Diamond Eyes
Deftones
Que reste-t-il de nos amours nu-metal? Pas grand chose, c'est certain. Et c'est peut-être mieux comme ça. Cependant, au beau milieu des KoRn et autres Limp Bizkit, il y en quelques uns qui sont parvenus à tirer leur épingle du jeu, comprenant assez vite le caractère éphémère du mouvement et la nécessité de se renouveler sous peine de sombrer dans l'oubli ou le ridicule. Et c'est certain, ce club exclusif de groupes un brin plus perspicaces que la moyenne a pour président les Deftones. En effet, après avoir surfé sur la vague nu-metal à la fin des années 90 avec Adrenaline et (surtout) Around The Fur, le crew de Sacramento a sorti en 2000 son œuvre maîtresse, sur laquelle il s'éloignait de la brutalité pure et dure du genre pour la confronter à une palette d'émotions plus variée. Ce disque indispensable s'appelle White Pony et n'a pas pris la moindre une ride depuis. Son problème, c'est qu'il a de facto condamné les Deftones à faire toujours moins bien, comme en témoignaient l'honorable album éponyme de 2003 et l'ennuyeux Saturday Night Wrist de 2006. Et ce nouveau Diamond Eyes ne fait pas exception à la règle.

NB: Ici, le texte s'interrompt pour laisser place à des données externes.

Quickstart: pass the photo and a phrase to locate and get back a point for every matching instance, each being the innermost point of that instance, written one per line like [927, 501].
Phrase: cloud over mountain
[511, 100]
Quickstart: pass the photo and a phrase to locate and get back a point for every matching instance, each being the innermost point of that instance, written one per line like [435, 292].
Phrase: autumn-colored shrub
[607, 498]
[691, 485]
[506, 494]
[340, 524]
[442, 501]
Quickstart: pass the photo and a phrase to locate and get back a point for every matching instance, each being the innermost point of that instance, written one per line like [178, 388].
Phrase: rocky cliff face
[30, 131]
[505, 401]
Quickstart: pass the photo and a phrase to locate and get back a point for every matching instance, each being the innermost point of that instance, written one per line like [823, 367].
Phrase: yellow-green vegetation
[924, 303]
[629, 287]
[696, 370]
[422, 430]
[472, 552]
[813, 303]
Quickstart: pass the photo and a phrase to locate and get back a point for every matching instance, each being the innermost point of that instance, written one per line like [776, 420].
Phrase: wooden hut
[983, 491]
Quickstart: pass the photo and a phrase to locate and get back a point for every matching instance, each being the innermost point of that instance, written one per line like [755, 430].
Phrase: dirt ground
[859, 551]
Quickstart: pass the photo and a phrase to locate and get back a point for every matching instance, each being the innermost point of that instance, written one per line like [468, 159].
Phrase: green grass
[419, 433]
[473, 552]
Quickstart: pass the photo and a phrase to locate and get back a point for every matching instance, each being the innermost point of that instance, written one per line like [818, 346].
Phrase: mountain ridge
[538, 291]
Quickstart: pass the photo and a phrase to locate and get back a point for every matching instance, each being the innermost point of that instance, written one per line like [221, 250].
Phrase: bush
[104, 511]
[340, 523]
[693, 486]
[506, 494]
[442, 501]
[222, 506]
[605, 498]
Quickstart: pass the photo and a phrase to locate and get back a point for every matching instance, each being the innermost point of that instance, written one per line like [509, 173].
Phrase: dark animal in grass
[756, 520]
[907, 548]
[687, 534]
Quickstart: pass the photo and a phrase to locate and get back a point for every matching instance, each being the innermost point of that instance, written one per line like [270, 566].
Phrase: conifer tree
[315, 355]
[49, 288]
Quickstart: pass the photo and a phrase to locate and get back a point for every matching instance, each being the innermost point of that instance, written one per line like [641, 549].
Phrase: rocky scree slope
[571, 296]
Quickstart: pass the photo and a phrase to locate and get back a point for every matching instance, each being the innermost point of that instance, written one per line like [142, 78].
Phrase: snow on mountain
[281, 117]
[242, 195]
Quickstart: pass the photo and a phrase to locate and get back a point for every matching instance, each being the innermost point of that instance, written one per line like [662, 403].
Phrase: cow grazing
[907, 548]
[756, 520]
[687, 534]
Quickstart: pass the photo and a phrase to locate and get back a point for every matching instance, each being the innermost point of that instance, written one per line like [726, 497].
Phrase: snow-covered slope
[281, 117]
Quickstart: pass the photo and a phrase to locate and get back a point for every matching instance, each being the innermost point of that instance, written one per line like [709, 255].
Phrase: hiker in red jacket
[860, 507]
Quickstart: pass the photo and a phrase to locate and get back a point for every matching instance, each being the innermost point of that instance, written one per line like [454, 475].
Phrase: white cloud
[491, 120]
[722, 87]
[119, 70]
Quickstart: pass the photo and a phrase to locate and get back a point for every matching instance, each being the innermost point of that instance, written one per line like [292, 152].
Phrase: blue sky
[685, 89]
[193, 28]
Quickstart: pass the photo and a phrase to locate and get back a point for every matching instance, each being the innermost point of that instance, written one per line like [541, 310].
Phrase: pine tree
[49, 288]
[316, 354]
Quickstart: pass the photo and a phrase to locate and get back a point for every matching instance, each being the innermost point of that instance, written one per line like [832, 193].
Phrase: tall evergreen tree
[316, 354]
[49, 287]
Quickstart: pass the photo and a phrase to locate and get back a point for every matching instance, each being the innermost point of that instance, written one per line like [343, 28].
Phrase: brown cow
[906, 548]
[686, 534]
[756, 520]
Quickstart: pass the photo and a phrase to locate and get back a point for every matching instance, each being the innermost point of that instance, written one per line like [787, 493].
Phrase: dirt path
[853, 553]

Ce retour aux affaires est d'autant plus surprenant que Chino Moreno, Abe Cunningham, Stephen Carpenter et Frank Delgado doivent composer sans leur bassiste Chi Cheng, plongé dans le coma depuis novembre 2008 suite à un grave accident de voiture. A cette époque, le groupe travaillait sur Eros, un album qu'il décrivait comme peu orthodoxe et centré sur les atmosphères sonores – peut-être dans la veine de ce que Chino Moreno fait au sein de son projet electronica/shoegaze Team Sleep? Mais vu les circonstances, les Deftones ont tout laissé tomber pour se rendre au chevet de leur collègue, décidant finalement d'abandonner purement et simplement les sessions de travail.
Enregistré sous la houlette de Nick Raskulinecz (connu pour son travail avec les Foo Fighters) et avec Sergio Vega (des légendaires Quicksand) à la basse, Diamond Eyes laisse apparaître un groupe qui a encore de beaux restes et quelques riffs pachydermiques dans sa besace. Une remise en question n'est évidemment pas à l'ordre du jour, et Chino Moreno et les siens se bornent ici à appliquer sur Diamond Eyes la recette qui a fait leur succès, enrobant leur métal lourd de discrètes nappes électro servies par un Franck Delgado toujours à son affaire et dont le rôle au sein des Deftones n'a fait que gagner en importance depuis ses premières apparitions timides sur Around The Fur. Certes, sur une moitié du disque, le groupe semble avoir négligé l'écriture des morceaux pour ne se concentrer que sur la puissance du résultat final, et c'est probablement là le gros point faible de Diamond Eyes. Car c'est quand les Deftones optent pour une meilleure répartition des forces en présence et ne se bornent pas à se reposer sur les hurlements de Chino Moreno ou les riffs de Stephen Carpenter qu'ils séduisent en flattant la fibre nostalgique du fan de base.
Mais on le sait, en 2010, il n'y a plus de place pour les "demi-albums" et ce Diamond Eyes ne devrait ravir que les fans les plus indécrottables des Américains, trop aveuglés par leur amour du groupe pour lui trouver des défauts. Les autres, plus modérés et réalistes, seront en mesure de faire la part des choses et arriver au constat qui suit: en concert, bien calés entre des classiques indémodables comme "Be Quiet (And Drive Far Away)", "Change (In The House of Flies)" ou "Seven Words", des morceaux comme "You've Seen The Butcher", "Sextape" ou "Rocket Skates" devraient faire leur petit effet et trouver leur place dans le genre de sets best of qu'a l'habitude de nous livrer le groupe depuis quelques années.